Industry Trends Toward Automated AI R&D
Over recent years, leading AI labs have increasingly emphasized automation as a core part of their research agendas. OpenAI’s October 2025 statement about developing an automated research intern exemplifies this shift, moving from general research aspirations to specific, time-bound targets. Anthropic’s publication of its Automated Alignment Researchers program and DeepMind’s cautious language reflect a broader industry consensus on the importance of automation for scaling capabilities and safety research. The $500 million funding round for Recursive Superintelligence underscores the growing financial commitment to this vision, signaling that automation is now a central strategic focus rather than a future possibility.
“Our Automated Alignment Researchers program demonstrates our commitment to automating safety research to scale capabilities.”
— Dario Amodei, Anthropic CEO
Uncertainties About Automation Feasibility
While commitments are explicit, it remains unclear whether these targets will be met on schedule. The technical challenges of fully automating AI research tasks are significant, and the pace of capability development is uncertain. DeepMind’s cautious language suggests that the timeline depends heavily on future breakthroughs, and the actual operationalization of these plans remains to be seen. Additionally, the broader industry’s ability to coordinate and address safety concerns as automation advances is still developing.

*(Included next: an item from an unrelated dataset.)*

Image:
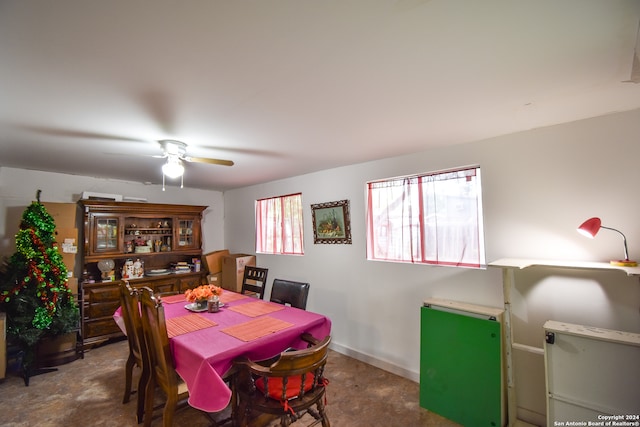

Next Steps for Industry Automation Efforts
The immediate next step is for OpenAI to attempt to deliver its automated research intern by September 2026, which will serve as a proof point for broader industry ambitions. Concurrently, Anthropic and DeepMind are expected to continue refining their respective programs, with progress reports and potential demonstrations. Investors and regulators will monitor these developments closely, assessing both technical feasibility and safety implications. The industry will also likely see increased collaboration and standard-setting around automation and oversight protocols in the coming months.
Key Questions
What does automating AI research tasks involve?
It involves developing AI systems capable of performing routine research activities such as reading papers, running experiments, summarizing results, and implementing algorithms, thus reducing the need for human researchers in these roles.
Why is the September 2026 target significant?
This date marks a concrete milestone where automation of a fundamental research role is expected to be operational, signaling a potential shift in how AI development is conducted industry-wide.
Are these commitments legally binding or just strategic goals?
They are public commitments and strategic targets announced by the organizations, but not legally binding. Their success depends on technical progress and operational execution.
What are the safety and ethical concerns associated with automation?
Automating core research functions raises questions about oversight, safety, and the potential for unintended consequences, which industry leaders are beginning to address through safety programs and regulation discussions.
How might automation impact the AI research workforce?
If successful, automation could significantly reduce the need for entry-level research roles, potentially reshaping employment patterns and requiring new skill sets for human researchers.